Were you on the meter's 70dB range? It would be better to use the 80dB range, otherwise could clip the meter during measurement. You need to measure with the same range setting as used for calibration.

When you do the SPL meter calibration, what is the level on the REW meter's horizontal bar graph before you start the test signal (when it is quiet in the room), and what does it change to when the test signal starts playing?


----------



## gperkins_1973 (Aug 25, 2008)

John,

Thanks for your reply this morning. I am just chatting with Jeff now to sort it out. I can't use the 80db range when I run my check levels as my levels come out too low hence why I use the 70db range. It may well be that his soundcard produces a much higher input level than mine. I can never get my levels any higher than -24db when I run check levels so I just go with that. Its always been fine though.

Didn't realised you lived in the UK.

cheers

Graham


----------



## gperkins_1973 (Aug 25, 2008)

John,

We was playing around yesterday again with REW and didn't manage to get much further. Jeff re-calibrated the sound card again and you can see pic attached to show that the sound card cal measurment is fine. He then set the output level in the 80db range so that the spl meter read 75db and then adjusted the input level so it matched -12db on the VU meter. He then calibrated the spl meter and hit measure. He was clipping when he took the measurement so he reduced the levels so it didn't clip.

You can see on the pics that the soundcard cal is not where it should be and goes off the chart. He originally calibrated using the left input channel and also the right input channel with no great improvement.

I then got him to check levels by aiming for -18db instead off -12db and he managed to get a graph in the correct position but the sound card cal was still off the chart. I think the sound card cal is having a bad effect on the measurement graph and I am wondering if the sound card cal is the issue.
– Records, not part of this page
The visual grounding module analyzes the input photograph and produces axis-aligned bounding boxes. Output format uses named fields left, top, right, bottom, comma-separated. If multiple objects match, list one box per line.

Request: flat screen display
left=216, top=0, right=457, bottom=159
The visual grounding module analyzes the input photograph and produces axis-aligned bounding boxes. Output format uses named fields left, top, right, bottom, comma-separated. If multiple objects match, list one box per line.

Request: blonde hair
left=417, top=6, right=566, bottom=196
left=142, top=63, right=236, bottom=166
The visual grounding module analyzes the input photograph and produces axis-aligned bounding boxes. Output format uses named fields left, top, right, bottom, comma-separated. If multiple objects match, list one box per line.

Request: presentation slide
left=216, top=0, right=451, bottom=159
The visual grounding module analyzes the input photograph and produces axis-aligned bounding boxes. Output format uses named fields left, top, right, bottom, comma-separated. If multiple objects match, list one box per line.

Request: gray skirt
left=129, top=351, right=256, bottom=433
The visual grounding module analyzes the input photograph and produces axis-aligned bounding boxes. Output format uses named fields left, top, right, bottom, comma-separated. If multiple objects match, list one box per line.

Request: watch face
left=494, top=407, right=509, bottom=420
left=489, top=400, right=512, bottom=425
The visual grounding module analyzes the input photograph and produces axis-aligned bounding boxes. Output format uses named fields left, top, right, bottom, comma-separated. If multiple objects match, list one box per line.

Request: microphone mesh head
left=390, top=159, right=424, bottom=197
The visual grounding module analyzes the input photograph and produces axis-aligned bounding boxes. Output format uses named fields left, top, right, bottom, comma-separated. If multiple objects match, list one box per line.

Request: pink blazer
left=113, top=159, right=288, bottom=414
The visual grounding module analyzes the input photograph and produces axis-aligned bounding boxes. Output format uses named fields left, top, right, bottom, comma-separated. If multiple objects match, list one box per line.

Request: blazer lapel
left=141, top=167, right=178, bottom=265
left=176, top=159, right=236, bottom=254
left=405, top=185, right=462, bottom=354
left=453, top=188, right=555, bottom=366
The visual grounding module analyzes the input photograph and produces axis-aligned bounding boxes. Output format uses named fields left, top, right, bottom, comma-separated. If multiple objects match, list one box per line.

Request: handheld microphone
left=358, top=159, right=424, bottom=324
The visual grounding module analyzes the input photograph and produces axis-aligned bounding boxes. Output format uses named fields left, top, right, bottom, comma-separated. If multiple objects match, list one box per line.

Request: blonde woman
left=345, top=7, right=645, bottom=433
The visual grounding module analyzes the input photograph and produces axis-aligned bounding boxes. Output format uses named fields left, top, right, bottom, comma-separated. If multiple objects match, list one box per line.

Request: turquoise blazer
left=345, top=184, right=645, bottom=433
He is doing everything right but I am also wondering if the internal sound card on the Imac is actually any good.
Perhaps you could advise further. Its probably a big ask but I don't know whether you are on skype so you could talk to Jeff as they may help in a big way.

cheers

Graham


----------



## JohnM (Apr 11, 2006)

The loopback calibration measurement posted is absolutely fine, so no problems there and the iMac soundcard is also more than up to the job. That response (or another successful soundcard calibration measurement) should be saved as a soundcard calibration file using the "Make Cal..." button on the Soundcard preferences, the dotted soundcard cal line should then look exactly like that loopback measurement. Calibrating the soundcard is something that only needs to be done once.

The soundcard cal lines shown in the other plots are NOT valid soundcard calibrations, they look more like room measurements - to have those Jeff would have to have clicked the "Make Cal..." button after making a room measurement. Don't touch that button if you have not just made a soundcard calibration! :nono: The incorrect soundcard cal can be removed from those measurements by clicking the "Change Cal..." button and then clicking "Clear Cal", or browsing to the proper soundcard cal file and loading that. Pics of the steps for that are in the Measurements Panel help.

With a proper soundcard cal file loaded those measurements will probably look more sensible. The only thing that may need changing after making a good soundcard cal and moving on to make room measurements is the input volume, once the input volume have been set sp a room measurement can be made without clipping or excessively low levels, go through the SPL meter cal to get the graph levels correct.


----------



## gperkins_1973 (Aug 25, 2008)

Hi John,

Jeff did select make cal straight after REW did a measure for the sound card cal and saved it to his desktop. Then he did the usual check levels and spl meter calibration but the dotted line which you can just barely see at the top off the graph came off the chart.

I will get him to redo the soundcard cal again once more time. Is there any preference over left or right input channels to select and I guess that if you use the left input channel to do the sound card cal you must use the same input channel to do the measurement too.

I will let you know how he gets on.

cheers

Graham


----------



## JohnM (Apr 11, 2006)

Either channel is fine, same channel for cal and for measurement. After making the soundcard calibration (via the Soundcard preferences dialog, following the steps) using "Make Cal''' generates and then loads the soundcard cal file. The best thing to do then, without altering anything, is to make a measurement with the loopback still in place to confirm that the result is now flat.


----------



## gperkins_1973 (Aug 25, 2008)

Cool will get Jeff to run some new ones and take a measurement with the loopback still in.

cheers

Graham


----------



## Jeff H (Sep 25, 2010)

Hi All,

Well it looks like we have got the soundcard set up correctly, but the sweeps are showing a drop off after 40hz.

The cross over on the Onkyo is set to 80 Hz, we have even tried it at 100 & 120hz with no change.

Does anyone have any suggestions on how to fix this?

Thanks.


----------



## JohnM (Apr 11, 2006)

What is the subwoofer being driven by, some sort of plate amp? Looks like the sub itself has a LP filter engaged somewhere which is set to the bottom end of its range, that might be in the amp.


----------



## gperkins_1973 (Aug 25, 2008)

John,

As you know I have spent a long time with Jeff. He is using a behringer EP2500 which doesn't have a LP filter on it. He is using a Onkyo 577 receiver which gives you LP options but not as low as 40hz. This is why it is so strange. Have you ever seen a response drop off like this?

cheers

Graham


----------



## JohnM (Apr 11, 2006)

Worth getting some input from the guys on the DIY sub forum. To rule out the Onkyo could drive the EP2500 either directly from the soundcard (reduce sweep level substantially first then increase to a level that suits direct connection) or from one of the main left or right (line level) outputs of the Onkyo, assuming it has them.


----------